Hoy día, con la cerveza ya legalizada, el café sigue conservando cuotas elevadas de protagonismo en el país, y se respeta, por ejemplo, el “deber” de los anfitriones de ofrecer a sus visitantes un café. Esto se transforma en casi obligación, cuando el visitante es una persona que realiza diligencias puerta a puerta, por ejemplo, el cartero, el médico o incluso los candidatos políticos, quienes suelen responder al ofrecimiento con un “Tíu dropar” que significa, diez gotas, algo que les asegura poder seguir aceptando cafés en su periplo, en ocasiones de fiordo a fiordo, sin problemas de sobredosis al final del día.

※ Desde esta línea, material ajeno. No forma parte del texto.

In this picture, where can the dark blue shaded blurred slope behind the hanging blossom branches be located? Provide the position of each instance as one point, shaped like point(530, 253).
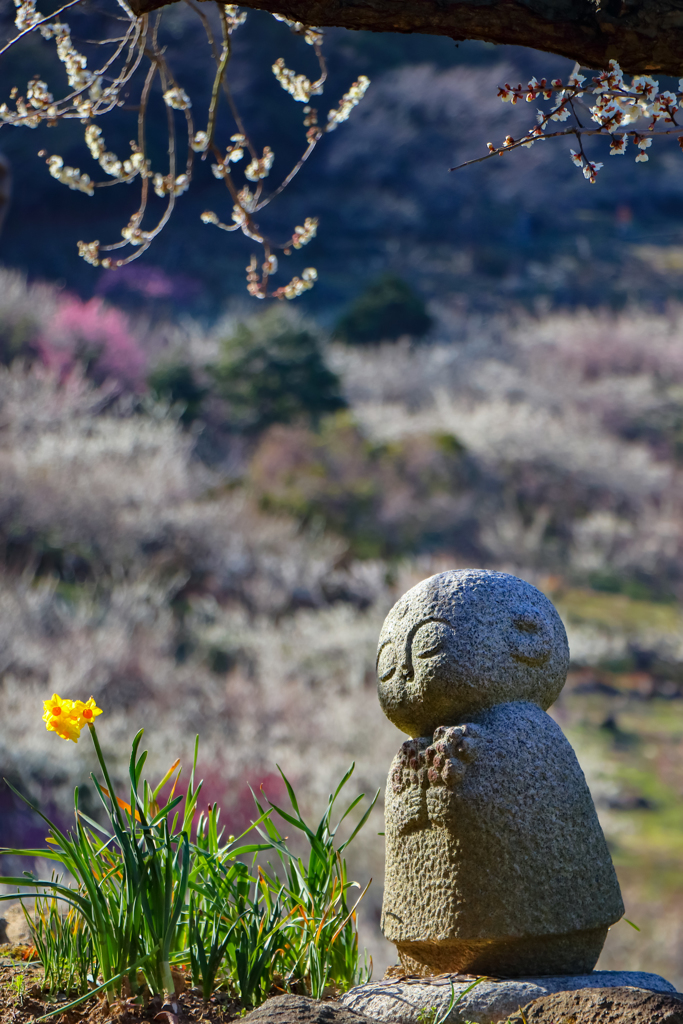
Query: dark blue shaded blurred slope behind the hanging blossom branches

Según un estudio sobre la superstición en este país, en la cabeza de muchos islandeses hay duendes y fantasmas. No es de extrañar pues, que a lo largo de la historia algunas supersticiones se hayan ligado también con el consumo de café. Una de las que perduró hasta principios del siglo XX fue la que aseguraba que si tomabas tu café con leche o crema y azúcar, tenías que poner el azúcar antes de la crema, pues de hacerlo de otra manera, uno corría el riesgo de demorar su matrimonio, por lo menos ¡siete años!

Apuntar también, en este caso como dato anecdótico, la poca popularidad del café descafeinado en Islandia. De hecho, no se sirve en todas las cafeterías. Las cadenas como Kaffitár y Te of kaffi, tienen pero aseguran que no sirven más que unas pocas tazas al día, habitualmente a turistas.

Otro dato curioso relacionado con el café en Islandia es que este ha sido uno de los pocos países que han creado una palabra propia para identificar a los profesionales de la preparación y servicio del café, a los baristas. Y es que como no está entre las costumbres de los autóctonos adoptar vocablos foráneos, Sonja Björk e Ingibjörg Jóna de Kaffismiðja Islands, crearon coincidiendo con la preparación del primer campeonato nacional de baristas, la palabra Kaffibarpjónn - “café bartender”-, hoy aceptada de forma generalizada en el país como acepción para identificar a un barista.